The one good thing for us was that we both felt shy and uncomfortable in front of the camera, so it was really nice to practice together before the wedding, and to get a feel for how we worked with our photographer. Plus, we loved the photos so it gave me total confidence in having chosen her to shoot our wedding.
Post # 7
Our main factors in having an engagement shoot were
– making sure we worked well with our photographer
– getting more comfortable in front of the camera
and – finally having nice pictures of us together beyond ridiculous prom photos from years ago.
by no means are engagement shoots necessary. They should be fun, and if they sound awful to you, don’t feel guilty skipping it! But if you’re on the fence, I’d encourage you to try it out. It was very helpful to us, and I’ll treasure our pictures for a long time.
Post # 8
We chose not to have engagement photos done, so we got $300 off from our photographer. We have SOOOOOO MANY photos with eachother and picked a photo of us from a recent cruise to use as an engagement photo. I find professsional engagments photos too cheesy for us, and think that it will be our wedding photos that we will really display around our house and what our family will really want from us. We are even enlarging our ‘cruise’ photo and displaying it on a matted frame for people to sign instead of a guestbook. Also, we are putting that $300 to other things for our wedding! So if you are on the fence about engagement pics, think about it, if you really want them or will use them.
Post # 9
My Future Mother-In-Law actually did some for us.
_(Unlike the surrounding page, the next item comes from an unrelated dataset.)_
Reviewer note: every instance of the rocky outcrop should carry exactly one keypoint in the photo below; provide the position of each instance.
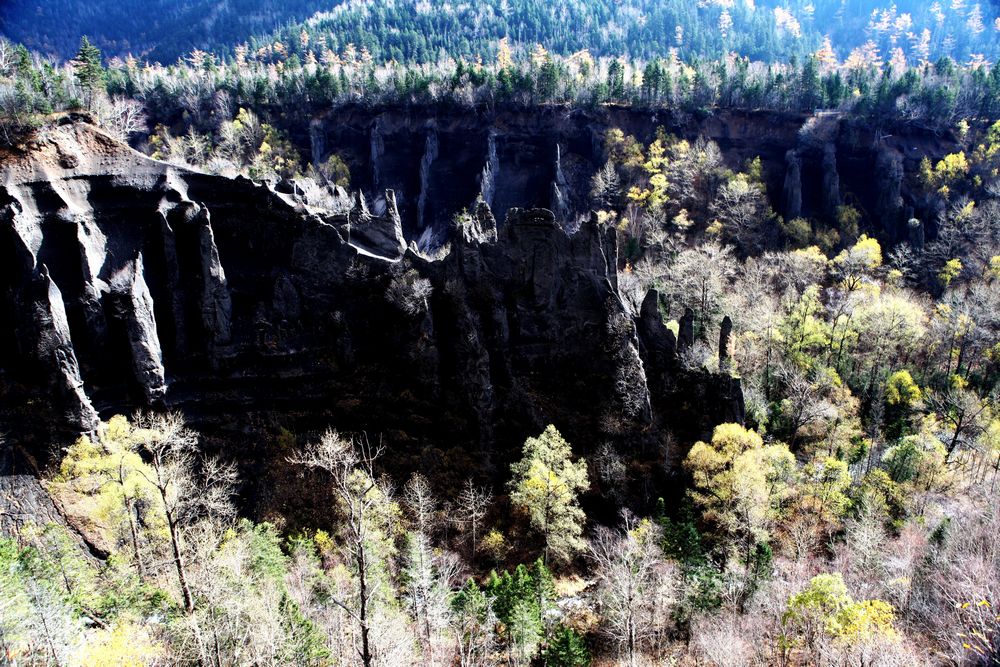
(240, 304)
(793, 185)
(831, 181)
(132, 304)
She isn’t a professional but they ended up looking very nice. Before you splurge and go “professional” think about asking family to do some on a digital camera. This will allow to to see what you want to change (about hair, makeup, clothes, etc) and you may get several pictures you really like anyway!
Post # 10
I actually am really glad that we had our engagement photos done. For sentimental reasons, it helped capture us at the place that we met before we moved two states away.
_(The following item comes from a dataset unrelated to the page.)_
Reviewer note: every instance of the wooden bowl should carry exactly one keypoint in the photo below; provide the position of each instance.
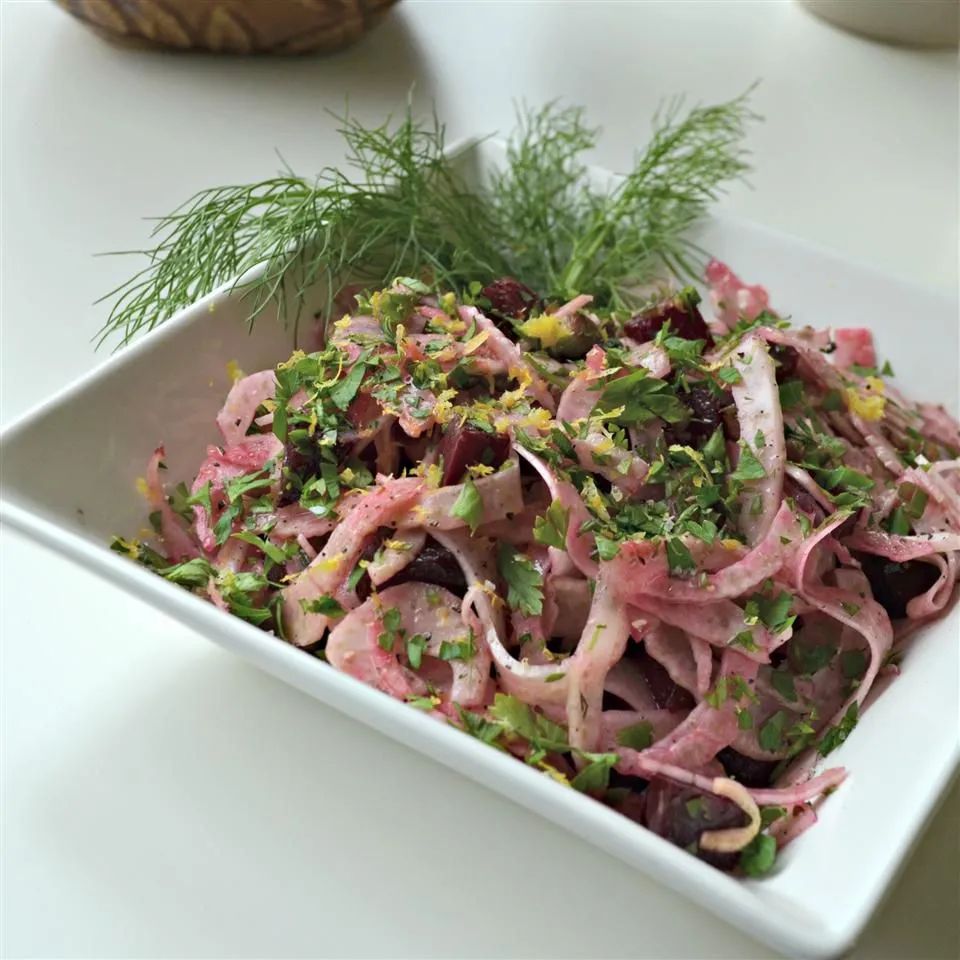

Fiance was surprisingly really into it and he really adores our photos. Also, it wanted some great pictures of us in normal settings to look at and display. I’ve seen some brides who have their wedding pictures (like their profile pic on facebook) far long after their wedding – I would much rather have my picture be a nice one of us rather then me in my gown and him in his tux.
Also, I do agree that some epics are super cheesy – we took care into picking a photographer who takes picture that look un-posed and natural. We are pretty much in love with them.
Post # 11
We also chose not to have engagement photos done. I think they can look quite cheesy, and I don’t really want pictures of Fiance pushing me in a swing or dipping me across train tracks. I understand that getting engagement photos help make you comfortable with each other and the photographer before the wedding day. But I feel they aren’t necessary and are just another way for the photographer to make more money (when did engagement photos become the thing to do?). Fiance and I are not the type of couple who would frame various engagement photos and put it all over the house. I honestly think I would just laugh at some posed photo of us jumping in the air or going down a slide or what not. But of course, get them done if you think you would like them!
Post # 12
I originally planned to skip engagement shots to save money, but they came complimentary with the packages.